Paul Reed, PT, DPT, of Tidewater Physical Therapy was recently named to the Tidewater District Ethics Committee, a volunteer position that engages in leadership and planning to support the goals of the Virginia Physical Therapy Association (VPTA).
Tidewater Physical Therapy (TPTI) is pleased to announce that Paul Reed, PT, DPT, and Clinical Director of its First Colonial location in Virginia Beach, has been named to the Virginia Physical Therapy Association (VPTA) Ethics Committee as a representative of the Tidewater District.
Reed is in his second year as a member of the association, and his responsibilities on the committee include a focus on being open and talking through any ethical issues or questions clinicians may have regarding physical therapy and working with patients.

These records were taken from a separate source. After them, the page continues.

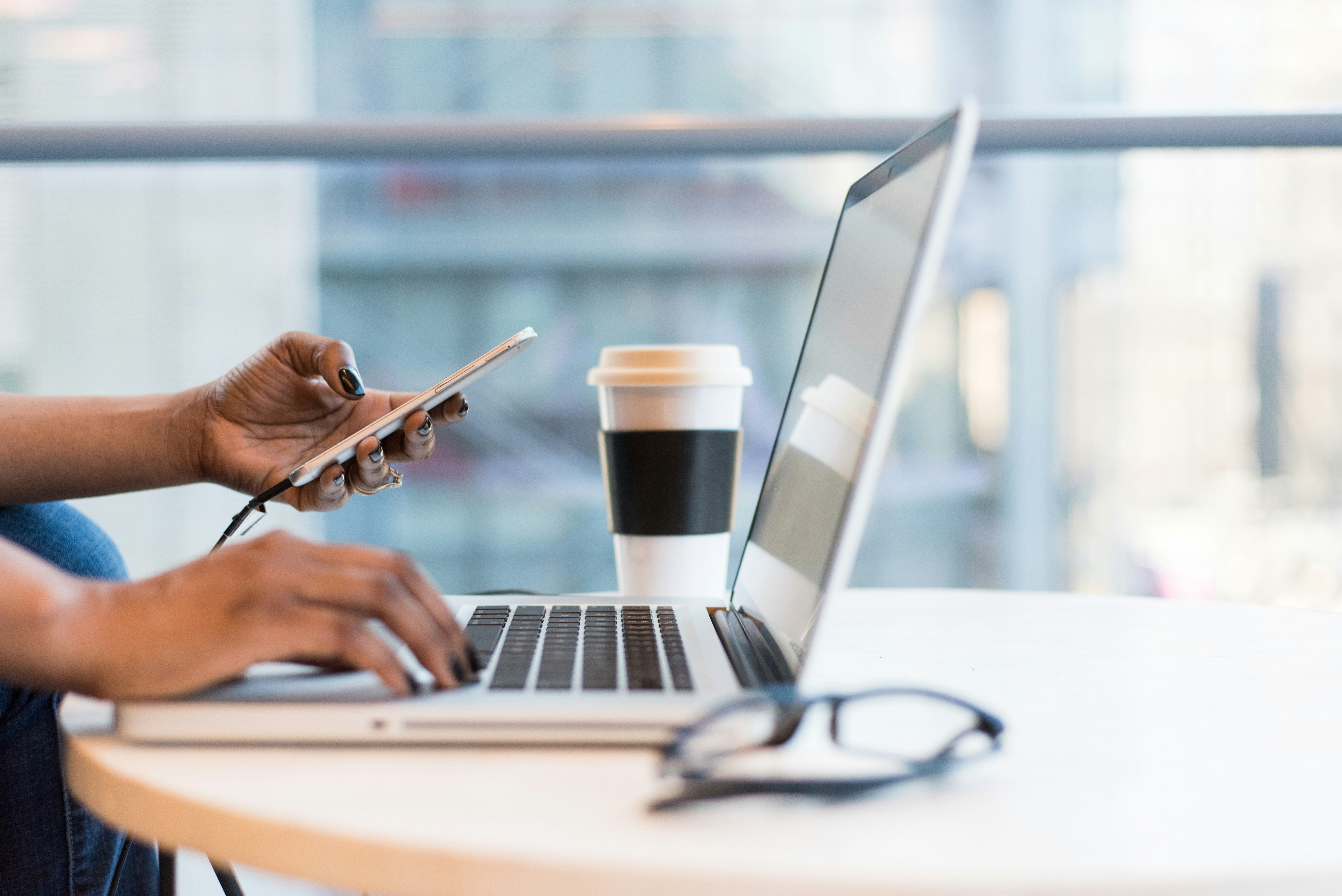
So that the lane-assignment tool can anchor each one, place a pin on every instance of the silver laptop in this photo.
(602, 670)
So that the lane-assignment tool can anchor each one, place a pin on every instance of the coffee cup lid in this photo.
(843, 402)
(670, 365)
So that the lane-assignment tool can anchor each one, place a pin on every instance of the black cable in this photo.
(121, 864)
(256, 504)
(227, 879)
(512, 591)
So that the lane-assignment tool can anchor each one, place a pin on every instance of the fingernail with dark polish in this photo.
(351, 380)
(464, 674)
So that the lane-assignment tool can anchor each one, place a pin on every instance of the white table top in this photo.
(1151, 746)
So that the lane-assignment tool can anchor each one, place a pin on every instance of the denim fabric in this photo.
(49, 843)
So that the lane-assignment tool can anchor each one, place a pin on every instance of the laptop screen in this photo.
(827, 420)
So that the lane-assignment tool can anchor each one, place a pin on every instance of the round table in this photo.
(1151, 746)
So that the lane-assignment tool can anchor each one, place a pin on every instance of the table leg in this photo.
(227, 879)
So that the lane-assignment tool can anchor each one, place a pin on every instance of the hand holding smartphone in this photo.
(386, 426)
(431, 398)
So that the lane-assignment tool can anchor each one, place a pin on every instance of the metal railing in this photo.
(647, 136)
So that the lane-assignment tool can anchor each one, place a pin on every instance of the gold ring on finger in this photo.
(394, 481)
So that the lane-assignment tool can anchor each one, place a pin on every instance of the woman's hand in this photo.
(294, 398)
(277, 597)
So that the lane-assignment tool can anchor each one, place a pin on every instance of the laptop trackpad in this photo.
(294, 683)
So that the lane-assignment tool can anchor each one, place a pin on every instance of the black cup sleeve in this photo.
(670, 482)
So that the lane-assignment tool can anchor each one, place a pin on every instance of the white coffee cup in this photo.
(670, 459)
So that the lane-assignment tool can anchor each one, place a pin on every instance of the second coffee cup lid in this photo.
(670, 365)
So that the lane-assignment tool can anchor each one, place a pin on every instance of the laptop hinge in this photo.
(755, 655)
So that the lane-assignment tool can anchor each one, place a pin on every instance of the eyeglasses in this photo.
(876, 738)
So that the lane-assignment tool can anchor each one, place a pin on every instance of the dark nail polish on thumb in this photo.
(352, 382)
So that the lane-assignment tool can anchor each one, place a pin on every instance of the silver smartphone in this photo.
(492, 360)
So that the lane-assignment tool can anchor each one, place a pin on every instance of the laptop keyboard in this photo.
(588, 648)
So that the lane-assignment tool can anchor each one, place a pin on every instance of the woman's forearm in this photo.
(56, 449)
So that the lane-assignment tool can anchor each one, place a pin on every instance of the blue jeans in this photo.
(49, 843)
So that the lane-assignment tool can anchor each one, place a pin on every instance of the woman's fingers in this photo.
(418, 438)
(382, 595)
(315, 356)
(395, 589)
(342, 638)
(372, 467)
(451, 411)
(328, 492)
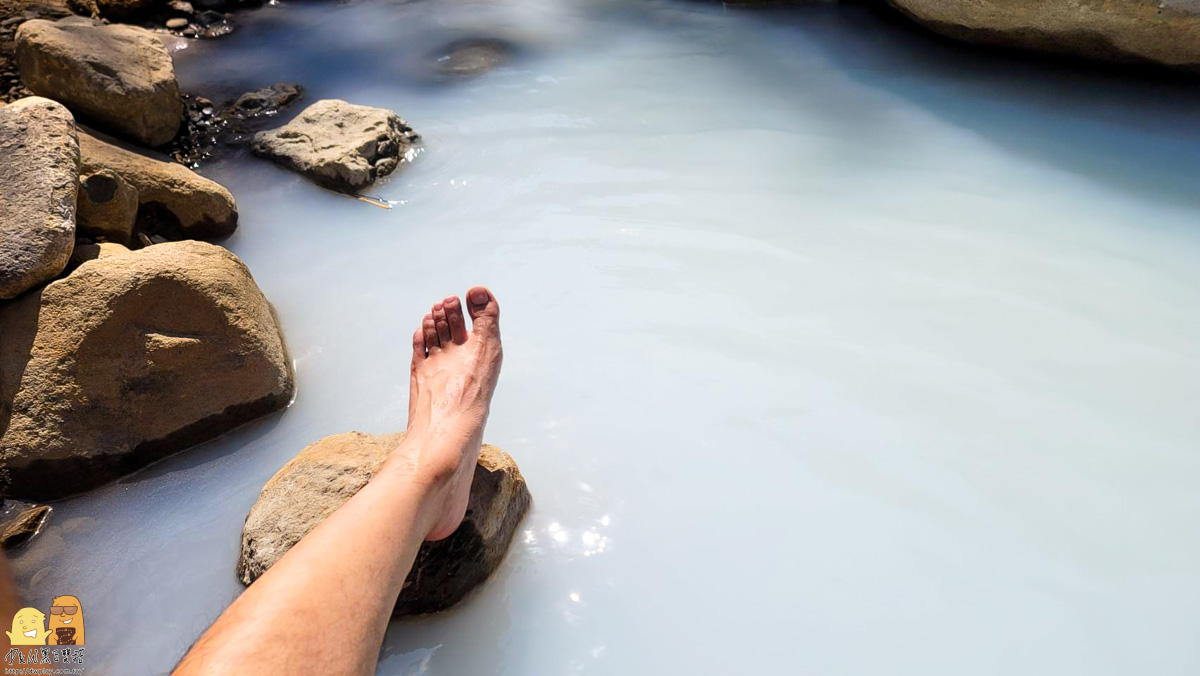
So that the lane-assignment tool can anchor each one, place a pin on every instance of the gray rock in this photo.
(265, 101)
(24, 526)
(129, 359)
(39, 171)
(1158, 31)
(118, 76)
(171, 197)
(469, 58)
(329, 472)
(107, 207)
(337, 144)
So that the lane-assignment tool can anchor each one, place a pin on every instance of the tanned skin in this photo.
(323, 608)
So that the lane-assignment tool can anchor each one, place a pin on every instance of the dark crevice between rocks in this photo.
(210, 131)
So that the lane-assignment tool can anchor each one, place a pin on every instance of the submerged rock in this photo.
(39, 173)
(329, 472)
(172, 199)
(107, 207)
(1114, 30)
(24, 526)
(265, 101)
(132, 358)
(468, 58)
(118, 76)
(337, 144)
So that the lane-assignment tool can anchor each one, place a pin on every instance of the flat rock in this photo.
(337, 144)
(329, 472)
(39, 171)
(24, 526)
(473, 57)
(265, 101)
(172, 198)
(119, 77)
(132, 358)
(1159, 31)
(107, 207)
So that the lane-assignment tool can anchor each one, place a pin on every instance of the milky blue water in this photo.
(831, 348)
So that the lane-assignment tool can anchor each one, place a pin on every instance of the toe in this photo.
(418, 346)
(441, 323)
(485, 311)
(454, 316)
(431, 334)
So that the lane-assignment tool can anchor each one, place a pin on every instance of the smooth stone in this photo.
(120, 77)
(24, 526)
(337, 144)
(132, 358)
(329, 472)
(174, 197)
(1115, 30)
(265, 101)
(107, 207)
(39, 171)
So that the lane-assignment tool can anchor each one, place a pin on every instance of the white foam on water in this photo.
(831, 348)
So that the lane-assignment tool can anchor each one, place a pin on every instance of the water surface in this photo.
(831, 348)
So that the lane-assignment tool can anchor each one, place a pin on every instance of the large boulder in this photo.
(107, 207)
(329, 472)
(171, 197)
(131, 358)
(1157, 31)
(337, 144)
(39, 174)
(121, 77)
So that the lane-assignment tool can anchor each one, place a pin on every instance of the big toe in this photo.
(485, 311)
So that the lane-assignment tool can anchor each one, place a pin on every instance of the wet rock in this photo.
(85, 252)
(129, 359)
(337, 144)
(469, 58)
(24, 526)
(267, 101)
(107, 207)
(1114, 30)
(39, 174)
(329, 472)
(118, 76)
(172, 198)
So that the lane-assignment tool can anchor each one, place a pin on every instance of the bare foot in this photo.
(453, 380)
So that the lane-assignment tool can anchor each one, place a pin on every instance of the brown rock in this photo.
(1114, 30)
(39, 173)
(119, 76)
(85, 252)
(337, 144)
(172, 198)
(129, 359)
(107, 207)
(329, 472)
(27, 525)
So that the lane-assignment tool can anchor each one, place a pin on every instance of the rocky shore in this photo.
(129, 333)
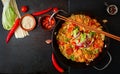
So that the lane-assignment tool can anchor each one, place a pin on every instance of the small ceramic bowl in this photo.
(28, 22)
(112, 9)
(46, 23)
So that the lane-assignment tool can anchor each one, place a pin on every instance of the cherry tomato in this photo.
(24, 8)
(55, 9)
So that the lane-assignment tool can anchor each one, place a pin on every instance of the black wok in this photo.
(72, 63)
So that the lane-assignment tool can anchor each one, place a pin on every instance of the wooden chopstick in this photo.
(89, 28)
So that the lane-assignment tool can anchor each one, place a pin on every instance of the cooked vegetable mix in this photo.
(77, 43)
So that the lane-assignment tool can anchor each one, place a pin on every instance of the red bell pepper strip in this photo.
(41, 12)
(11, 32)
(55, 64)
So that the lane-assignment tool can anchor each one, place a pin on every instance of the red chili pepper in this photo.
(55, 9)
(41, 12)
(55, 64)
(11, 32)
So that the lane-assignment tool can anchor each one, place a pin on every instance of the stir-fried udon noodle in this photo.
(80, 44)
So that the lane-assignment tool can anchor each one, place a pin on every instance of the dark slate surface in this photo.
(98, 9)
(30, 54)
(33, 55)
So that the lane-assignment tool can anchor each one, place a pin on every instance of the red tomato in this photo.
(24, 8)
(69, 51)
(55, 9)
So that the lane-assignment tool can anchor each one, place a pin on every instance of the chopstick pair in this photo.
(88, 27)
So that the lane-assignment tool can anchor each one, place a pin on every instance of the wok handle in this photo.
(110, 59)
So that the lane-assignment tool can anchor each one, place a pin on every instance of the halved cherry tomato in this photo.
(24, 8)
(55, 9)
(69, 51)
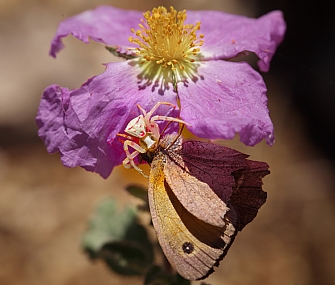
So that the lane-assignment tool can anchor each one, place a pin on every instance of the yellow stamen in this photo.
(164, 39)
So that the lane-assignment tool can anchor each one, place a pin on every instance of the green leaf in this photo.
(116, 237)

“I’m responsible to bring the voice of ethics to the meetings,” Reed said. “Everything that is talked about is directly relevant to what physical therapists do every day in their clinics.”
The mission of the VPTA, a division of the American Physical Therapist Association (APTA), is to advance excellence, quality and accessibility of physical therapy through advocacy, education, research and services for its members and consumers.
The APTA is the national and overarching organization that represents more than 90,000 member physical therapists, physical therapist assistants and students of physical therapy, and oversees individual state organizations, including the VPTA.
VPTA is made up of six districts, including Tidewater.
During meetings, the VPTA places emphasis on checking in on physical therapists—how everyone is doing, what they’re doing, what types of referrals clinicians are treating and any ethical considerations that have been made, Reed said.
It’s also an opportunity for collaboration and education.
“For example, I presented on aquatic therapy last year—what it is, where it is and so on—and from that presentation, other therapists were able to take that information back to their own clinic,” Reed said. “In the same way, I’m able to do that if somebody presents on, say, a new back technique.”
More than anything, the APTA and VPTA are actively pursuing the needs of physical therapists.
“It’s a solid and professional network system,” Reed said. “VPTA strives for the districts to have representation, and for physical therapists to have a local place they can go to talk about issues.”